A new CuZ active form in the catalytic reduction of N₂O by nitrous oxide reductase from Pseudomonas nautica

The final step of bacterial denitrification, the two-electron reduction of N₂O to N₂, is catalyzed by a multicopper enzyme named nitrous oxide reductase. The catalytic centre of this enzyme is a tetranuclear copper site called CuZ, unique in biological systems. The in vitro reconstruction of the activity requires a slow activation in the presence of the artificial electron donor, reduced methyl viologen, necessary to reduce CuZ from the resting nonactive state (1Cu^II/3Cu^I) to the fully reduced state (4Cu^I), in contrast to the turnover cycle, which is very fast. In the present work, the direct reaction of the activated form of Pseudomonas nautica nitrous oxide reductase with stoichiometric amounts of N₂O allowed the identification of a new reactive intermediate of the catalytic centre, CuZ°, in the turnover cycle, characterized by an intense absorption band at 680 nm.
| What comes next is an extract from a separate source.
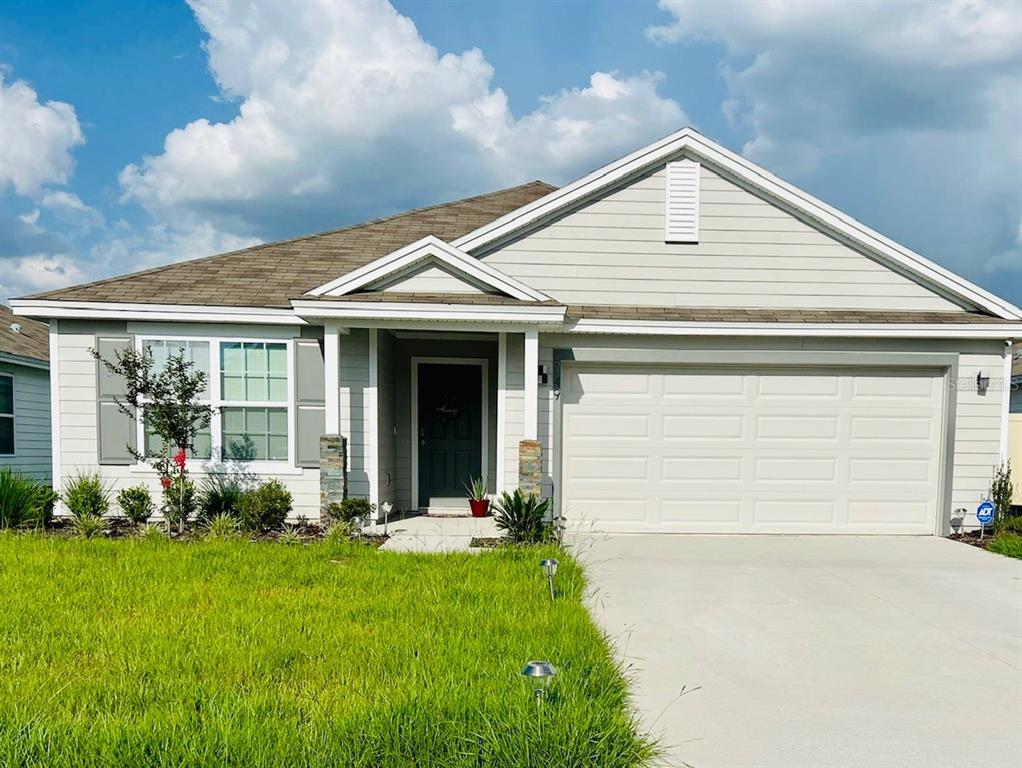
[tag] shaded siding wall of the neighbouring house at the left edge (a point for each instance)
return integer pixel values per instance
(32, 422)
Moreover, the first mediated electrochemical study of Ps. nautica nitrous oxide reductase with its physiological electron donor, cytochrome c-552, was performed. The intermolecular electron transfer was analysed by cyclic voltammetry, under catalytic conditions, and a second-order rate constant of (5.5 ± 0.9) × 10⁵ M^-1 S ^-1 was determined. Both the reaction of stoichiometric amounts of substrate and the electrochemical studies show that the active CuZ° species, generated in the absence of reductants, can rearrange to the resting non-active CuZ state. In this light, new aspects of the catalytic and activation/ inactivation mechanism of the enzyme are discussed.